Giuseppe  Zagarrio Giuseppe è nato a Ravanusa (1921). Ha pubblicato:
“Le stagioni di maggio”, Roma, Il Canzoniere, 1953; “A questa terra non nostra”, Bologna, Leonardi, 1956; “Le ricamatrici della Kalsa”, Firenze, Quartiere, 1958; “Tra il dubbio e la ragione”, Caltanisetta-Roma, Sciascia, 1963. Altresono state pubblicate nella rivista “ Quartiere”, 19 (1964), e “Pensare per immagini”, in Antigruppo 73, Catania, Di Maria, 1973. 
Saggi: “Mario Luzi”, Firenze, La Nuova Italia, 1968; Salvatore Quasimodo, Firenze, La Nuova Italia, 1969; Franco Fortini, Firenze, Quartiere, 1963; “Sicilia e poesia contemporanea”, Caltanisetta-Roma, Sciascia, 1964; “Sereni”, “Roversi”, “Toti”, in “Letteratura italiana. Il Novecento”, Milano, Marzorati, 1979; “Febbre furore e fiele”, Milano, Mursia, 1983.
POESIE
(Da: Gli eredi del sole”, Il Vertice, Palermo, 1987)
Le terribili feste
Mais moi je ne veux rire à rien
ora che la coscienza è in agonia
e la dialettica non trova più gli opposti
e la fascia del tutto rulla sul globo
assordando di nero l'orbita e l'asse. 
Chi ha bisogno di piangere o di ridere? 
Chi ha bisogno di chiedere o di attendere? 
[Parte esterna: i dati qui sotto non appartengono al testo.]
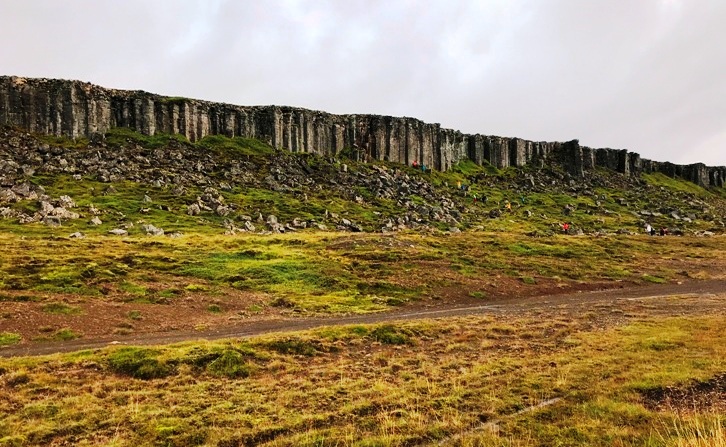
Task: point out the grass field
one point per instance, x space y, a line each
461 381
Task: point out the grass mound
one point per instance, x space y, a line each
138 363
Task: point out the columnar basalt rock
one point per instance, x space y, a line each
76 109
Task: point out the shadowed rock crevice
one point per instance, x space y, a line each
77 109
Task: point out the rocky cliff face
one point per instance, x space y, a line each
75 109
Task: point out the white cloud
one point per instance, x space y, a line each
645 75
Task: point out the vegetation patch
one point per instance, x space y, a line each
9 338
391 335
139 363
229 364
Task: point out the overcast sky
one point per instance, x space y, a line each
643 75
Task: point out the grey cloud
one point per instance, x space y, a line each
645 75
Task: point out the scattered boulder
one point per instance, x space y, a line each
152 230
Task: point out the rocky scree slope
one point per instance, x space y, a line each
77 109
126 182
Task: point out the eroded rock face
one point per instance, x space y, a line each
75 109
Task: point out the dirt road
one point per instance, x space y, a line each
578 302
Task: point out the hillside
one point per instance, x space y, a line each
218 291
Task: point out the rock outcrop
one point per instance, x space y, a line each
77 109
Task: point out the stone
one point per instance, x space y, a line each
193 210
90 111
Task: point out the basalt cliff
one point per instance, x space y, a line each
78 109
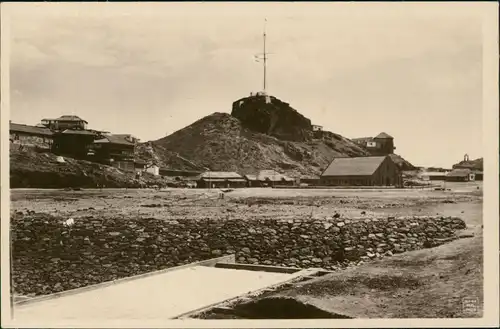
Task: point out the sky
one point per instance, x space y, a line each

Ditemi se c'è un gesto d'amore
che faccia ancora storia...
Abolite dunque i dati parziali
                                                               fate
che il nemico sia solo il necessario
e aspettate la suprema Indifferenza 
che vi porga il lembo del mantello 
da stendere sugli occhi
                                                 allora il pallido cemento 
scorrerà lentamente dentro il sangue
e il freddo della pietra sarà la conclusione 
sarà il tuo nulla o il tuo tutto la vera compiutezza 
nell'istante che cessa l'ultimo istante.
(Da: “EquÍvalencÍas” – Revista Internacional de PoesÍa, Madrid, 1989)
Eppure È Ancora Un'alba
Dalla notte in subbuglio si riverbera tra i lampi 
il ghigno inalterato della belva 
zodiacale la marina ha invaso 
l'orizzonte celeste sul campo gonfio di pece
sprofonda il gorgo e certo non ha più scampo
lo scafo che rullando affonda 
sotto la mole a raffiche ora m'assale 
un vento di inadempienze il negativo
che ripropone cortei di focomelici 
e ingrigia gli occhi ripopola di mostri 
l’assenza il disimpegno l’esclusione 
da ogni attesa perfino le ultime domande 
—se la vita è (o no) la storia o se la morte 
alimenti di sé l'ira o lo scontro e il muoversi da opposti— 
anch’esse si tuffano nel nulla 
o nell'identico di questa (falsa?) 
notte che incalza a furia e si accumula sui segni 
del no(definitivo?)             Eppure è ancora un'alba sui segni di lutto 
la linea di chiarità tenta una forma 
di verità è scialbo —certo— ma non impossibile 
ricominciare sul riso barbarico 
si sa che ogni volta s'innesta un dolore e che aggredisce
l'orda la imbriglia l'affanna al l' indulgenza 
la inchioda a un'altra storia di pietà...             mi aspetto un altro grido dalla vita 
in ogni caso —così m'incoraggio— le forse un moto — perchè no 
mi dico in furia perchè non potrebbe?—
del cuore e della mente uno scatto d'impotenza 
magari un disappunto uno scherno un'insolenza 
l'aggrottare del ciglio la voglia di comprendere 
il tornare alle attese e immaginare il resistere l'insistere a sognare (o addirittura l'ilarità che irrompe 
all'improvviso dentro il delirio e risospinge a riva 
da chi sa quali abissi di memorie e d'azzurro 
l'infante e il balbettio la primizia insospettata di un consenso?)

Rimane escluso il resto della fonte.